The story of Mr Ebrahimi’s demise really begins with the authorities’ failure to ensure public safety on his estate in Brislington, Bristol. He’d complained about children damaging the flowers and apparently, in frustration at his failure to engage anyone to stop this, he began taking photographs of the children spoiling his garden.
According to The Independent Mr Ebrahimi had been harassed by ‘youths’ attacking his flower basket. He called the police, he took photographs of the perpetrator, he defied police advice to stay inside his flat — effectively making him a prisoner in his own home — and when police finally arrived on 12th July a crowd gathered around the flat and shouted ‘paedo’.
Police arrested Mr Ebrahimi, checked out the allegations and found no evidence whatsoever, and returned him back to the flat where, by then, he was living amidst vital hostility.
On 14th July Mr Ebrahimi was dead — he had been beaten and torched. Several members of Somerset and Avon police service are the subject of disciplinary action and both the police and the local authority are scrutinizing the sequence of events.

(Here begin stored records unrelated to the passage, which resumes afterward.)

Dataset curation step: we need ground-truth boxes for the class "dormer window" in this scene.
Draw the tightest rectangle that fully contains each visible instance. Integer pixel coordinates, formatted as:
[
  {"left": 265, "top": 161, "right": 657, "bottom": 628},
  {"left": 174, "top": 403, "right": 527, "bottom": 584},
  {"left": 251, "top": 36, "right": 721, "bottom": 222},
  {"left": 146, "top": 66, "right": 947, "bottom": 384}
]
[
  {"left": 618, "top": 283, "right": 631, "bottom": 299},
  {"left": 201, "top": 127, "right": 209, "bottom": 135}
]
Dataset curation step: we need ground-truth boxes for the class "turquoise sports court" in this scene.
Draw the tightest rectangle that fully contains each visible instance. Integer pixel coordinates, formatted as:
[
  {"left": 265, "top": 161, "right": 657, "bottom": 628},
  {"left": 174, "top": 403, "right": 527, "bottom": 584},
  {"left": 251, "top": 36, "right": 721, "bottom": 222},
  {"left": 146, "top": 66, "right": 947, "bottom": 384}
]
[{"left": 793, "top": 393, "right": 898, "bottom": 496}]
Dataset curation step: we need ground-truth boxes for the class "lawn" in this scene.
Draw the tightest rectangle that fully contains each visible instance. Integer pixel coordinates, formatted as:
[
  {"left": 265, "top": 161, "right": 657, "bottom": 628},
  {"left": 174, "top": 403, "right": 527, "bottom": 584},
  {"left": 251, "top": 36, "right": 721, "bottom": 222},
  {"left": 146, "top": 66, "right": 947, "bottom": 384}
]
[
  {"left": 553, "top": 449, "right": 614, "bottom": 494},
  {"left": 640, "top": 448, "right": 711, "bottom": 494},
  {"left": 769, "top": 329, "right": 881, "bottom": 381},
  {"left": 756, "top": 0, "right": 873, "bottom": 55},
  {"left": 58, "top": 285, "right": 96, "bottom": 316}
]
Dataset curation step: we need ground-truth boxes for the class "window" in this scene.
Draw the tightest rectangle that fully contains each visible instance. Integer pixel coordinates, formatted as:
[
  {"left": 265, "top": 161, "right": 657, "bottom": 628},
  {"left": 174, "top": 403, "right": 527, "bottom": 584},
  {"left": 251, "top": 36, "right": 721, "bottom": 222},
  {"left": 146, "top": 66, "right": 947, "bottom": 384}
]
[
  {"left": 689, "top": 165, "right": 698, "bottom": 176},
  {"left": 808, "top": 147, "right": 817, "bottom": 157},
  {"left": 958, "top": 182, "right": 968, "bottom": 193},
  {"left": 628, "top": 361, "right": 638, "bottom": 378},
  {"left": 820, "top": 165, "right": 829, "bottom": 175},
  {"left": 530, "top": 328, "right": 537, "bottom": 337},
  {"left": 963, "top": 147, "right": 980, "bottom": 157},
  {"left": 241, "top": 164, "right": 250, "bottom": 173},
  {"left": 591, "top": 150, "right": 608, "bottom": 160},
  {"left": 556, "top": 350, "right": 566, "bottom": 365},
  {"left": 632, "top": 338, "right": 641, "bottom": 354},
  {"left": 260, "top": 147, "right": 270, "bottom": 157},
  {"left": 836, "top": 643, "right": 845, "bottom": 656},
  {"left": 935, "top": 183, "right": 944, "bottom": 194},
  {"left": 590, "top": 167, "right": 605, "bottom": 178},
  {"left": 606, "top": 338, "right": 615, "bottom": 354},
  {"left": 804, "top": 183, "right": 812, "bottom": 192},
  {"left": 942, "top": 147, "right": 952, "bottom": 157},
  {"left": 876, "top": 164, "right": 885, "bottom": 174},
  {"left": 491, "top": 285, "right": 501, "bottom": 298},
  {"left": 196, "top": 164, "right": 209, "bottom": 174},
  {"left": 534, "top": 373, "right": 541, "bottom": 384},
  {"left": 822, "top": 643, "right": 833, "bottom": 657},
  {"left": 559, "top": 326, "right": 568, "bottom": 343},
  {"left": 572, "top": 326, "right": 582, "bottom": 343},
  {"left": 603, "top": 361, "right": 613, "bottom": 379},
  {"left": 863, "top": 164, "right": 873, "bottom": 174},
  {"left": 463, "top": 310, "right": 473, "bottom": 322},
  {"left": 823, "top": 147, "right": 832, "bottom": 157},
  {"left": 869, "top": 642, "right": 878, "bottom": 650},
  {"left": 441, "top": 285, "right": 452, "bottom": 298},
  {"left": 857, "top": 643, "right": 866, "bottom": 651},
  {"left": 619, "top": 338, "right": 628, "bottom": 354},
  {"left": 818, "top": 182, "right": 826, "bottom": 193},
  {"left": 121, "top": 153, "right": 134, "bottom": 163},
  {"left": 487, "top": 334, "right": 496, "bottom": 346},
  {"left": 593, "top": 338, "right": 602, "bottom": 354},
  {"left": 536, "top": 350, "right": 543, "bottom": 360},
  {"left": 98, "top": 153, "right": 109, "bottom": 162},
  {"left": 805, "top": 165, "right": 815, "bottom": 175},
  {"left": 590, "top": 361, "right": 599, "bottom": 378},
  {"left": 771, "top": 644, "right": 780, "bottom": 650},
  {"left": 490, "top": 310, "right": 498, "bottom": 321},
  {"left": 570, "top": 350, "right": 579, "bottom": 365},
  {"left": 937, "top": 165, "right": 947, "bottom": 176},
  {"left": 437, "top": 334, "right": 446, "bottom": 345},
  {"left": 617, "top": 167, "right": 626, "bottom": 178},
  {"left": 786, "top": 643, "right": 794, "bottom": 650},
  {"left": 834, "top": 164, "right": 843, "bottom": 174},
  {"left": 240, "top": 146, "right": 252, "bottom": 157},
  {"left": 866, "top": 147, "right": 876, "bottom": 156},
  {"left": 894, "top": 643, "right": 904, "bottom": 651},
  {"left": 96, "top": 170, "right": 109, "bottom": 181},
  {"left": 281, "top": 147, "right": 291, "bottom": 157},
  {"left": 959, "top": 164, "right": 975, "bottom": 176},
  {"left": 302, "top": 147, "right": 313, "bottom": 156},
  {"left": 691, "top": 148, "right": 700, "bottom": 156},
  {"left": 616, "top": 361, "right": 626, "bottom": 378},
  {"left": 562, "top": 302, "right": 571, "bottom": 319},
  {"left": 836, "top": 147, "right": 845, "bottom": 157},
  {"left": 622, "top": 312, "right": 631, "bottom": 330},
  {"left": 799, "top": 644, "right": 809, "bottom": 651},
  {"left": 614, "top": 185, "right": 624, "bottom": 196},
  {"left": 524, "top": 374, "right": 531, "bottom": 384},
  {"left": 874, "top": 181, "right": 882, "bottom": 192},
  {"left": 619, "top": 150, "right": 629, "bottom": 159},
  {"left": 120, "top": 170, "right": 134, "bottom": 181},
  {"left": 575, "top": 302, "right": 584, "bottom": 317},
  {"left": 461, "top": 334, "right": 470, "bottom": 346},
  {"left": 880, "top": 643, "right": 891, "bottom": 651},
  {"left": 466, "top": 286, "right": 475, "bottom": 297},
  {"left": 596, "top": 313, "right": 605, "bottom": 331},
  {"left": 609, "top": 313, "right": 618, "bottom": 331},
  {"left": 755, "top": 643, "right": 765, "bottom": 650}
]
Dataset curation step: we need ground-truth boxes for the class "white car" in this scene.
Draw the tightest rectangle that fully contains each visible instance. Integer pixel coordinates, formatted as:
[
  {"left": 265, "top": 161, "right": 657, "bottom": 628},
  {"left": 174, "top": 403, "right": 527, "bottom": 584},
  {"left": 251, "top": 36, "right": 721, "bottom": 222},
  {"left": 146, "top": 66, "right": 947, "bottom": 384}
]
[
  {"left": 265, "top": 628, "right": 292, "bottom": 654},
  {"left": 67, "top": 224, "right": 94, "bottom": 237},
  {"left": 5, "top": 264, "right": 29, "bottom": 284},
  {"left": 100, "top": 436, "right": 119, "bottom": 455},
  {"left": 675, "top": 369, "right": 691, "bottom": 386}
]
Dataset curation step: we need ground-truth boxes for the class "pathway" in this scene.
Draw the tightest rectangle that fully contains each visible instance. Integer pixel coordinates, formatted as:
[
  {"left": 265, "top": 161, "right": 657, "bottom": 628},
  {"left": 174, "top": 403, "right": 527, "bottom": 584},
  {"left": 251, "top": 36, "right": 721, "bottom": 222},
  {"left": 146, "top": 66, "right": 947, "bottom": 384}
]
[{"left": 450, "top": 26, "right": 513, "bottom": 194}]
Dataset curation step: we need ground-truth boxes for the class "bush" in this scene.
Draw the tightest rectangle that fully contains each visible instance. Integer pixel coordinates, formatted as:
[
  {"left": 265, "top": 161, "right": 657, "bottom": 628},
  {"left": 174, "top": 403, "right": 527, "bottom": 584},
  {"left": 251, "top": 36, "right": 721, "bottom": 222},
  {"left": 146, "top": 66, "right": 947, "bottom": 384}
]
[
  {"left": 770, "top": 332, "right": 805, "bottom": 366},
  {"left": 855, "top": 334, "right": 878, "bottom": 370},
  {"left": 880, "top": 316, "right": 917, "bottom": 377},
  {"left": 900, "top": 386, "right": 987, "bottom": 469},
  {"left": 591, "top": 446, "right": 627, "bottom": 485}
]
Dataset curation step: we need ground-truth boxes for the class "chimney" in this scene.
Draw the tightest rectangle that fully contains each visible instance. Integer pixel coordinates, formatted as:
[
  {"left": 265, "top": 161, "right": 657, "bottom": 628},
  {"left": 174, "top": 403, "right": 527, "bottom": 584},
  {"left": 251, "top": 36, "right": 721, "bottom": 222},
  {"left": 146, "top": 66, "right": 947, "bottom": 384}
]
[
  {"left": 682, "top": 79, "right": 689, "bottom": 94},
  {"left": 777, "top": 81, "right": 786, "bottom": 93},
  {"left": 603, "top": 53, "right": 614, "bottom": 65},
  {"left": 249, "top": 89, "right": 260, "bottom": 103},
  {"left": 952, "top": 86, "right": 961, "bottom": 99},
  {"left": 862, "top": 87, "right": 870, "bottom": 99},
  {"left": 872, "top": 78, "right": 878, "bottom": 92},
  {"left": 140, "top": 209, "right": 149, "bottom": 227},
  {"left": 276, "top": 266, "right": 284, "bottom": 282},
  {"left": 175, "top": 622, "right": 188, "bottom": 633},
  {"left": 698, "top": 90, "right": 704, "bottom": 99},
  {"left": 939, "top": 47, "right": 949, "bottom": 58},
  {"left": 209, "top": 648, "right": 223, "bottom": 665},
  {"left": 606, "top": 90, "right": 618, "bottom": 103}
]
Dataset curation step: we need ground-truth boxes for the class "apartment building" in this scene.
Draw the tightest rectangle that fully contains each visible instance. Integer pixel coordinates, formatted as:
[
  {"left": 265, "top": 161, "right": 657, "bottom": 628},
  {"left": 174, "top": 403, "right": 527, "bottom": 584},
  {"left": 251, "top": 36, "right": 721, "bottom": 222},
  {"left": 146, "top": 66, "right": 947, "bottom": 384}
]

What is apparent already, however, is that a disabled person’s life has been ruined and then taken; the primary duty of the police, public safety and security, was neither contemplated nor implemented.
When he was returned to his home, his angry neighbours were not addressed, they were not disabused of their prejudices, and the ‘youths’ were not called to account.
What is community policing if not this?
Was this case a sign of a society gone mad, obsessed by paedophiles, suspecting abusers of lurking behind every hedge?
Well, no, actually.
Is Rochdale so different from anywhere else? In 2012 a group of men were jailed for abusing at least 47 girls — even though evidence had been available to the authorities about these predators since 1991.
Is Oxford so different from anywhere else? In 2011 the police investigated evidence that a group of girls had been sadistically abused by a group of men — despite the efforts of some of these girls to tell their story to the authorities for eight years. It was the girls, not the men, who had been stigmatized.
In West Yorkshire, a group of men was jailed in 2008 after organizing the abuse of an estimated 50 girls at two schools. Did no one notice?
In the very week that the trial of Mr Ebrahimi’s tormenters was reported, the Labour MP Emily Thornberry announced that the investigation of rape and sex offences had dropped: the number of rapes referred by the police to the Crown Prosecution Service in 2012-13 was 5404 — that is 2700 fewer than in 2010-11.
Thornberry commented that there has been a steady decline in the number of cases being referred to the CPS by the police, despite a steady rise in the number of people feeling confident enough to go to the police.
The current number of referrals to the CPS is the lowest in five years.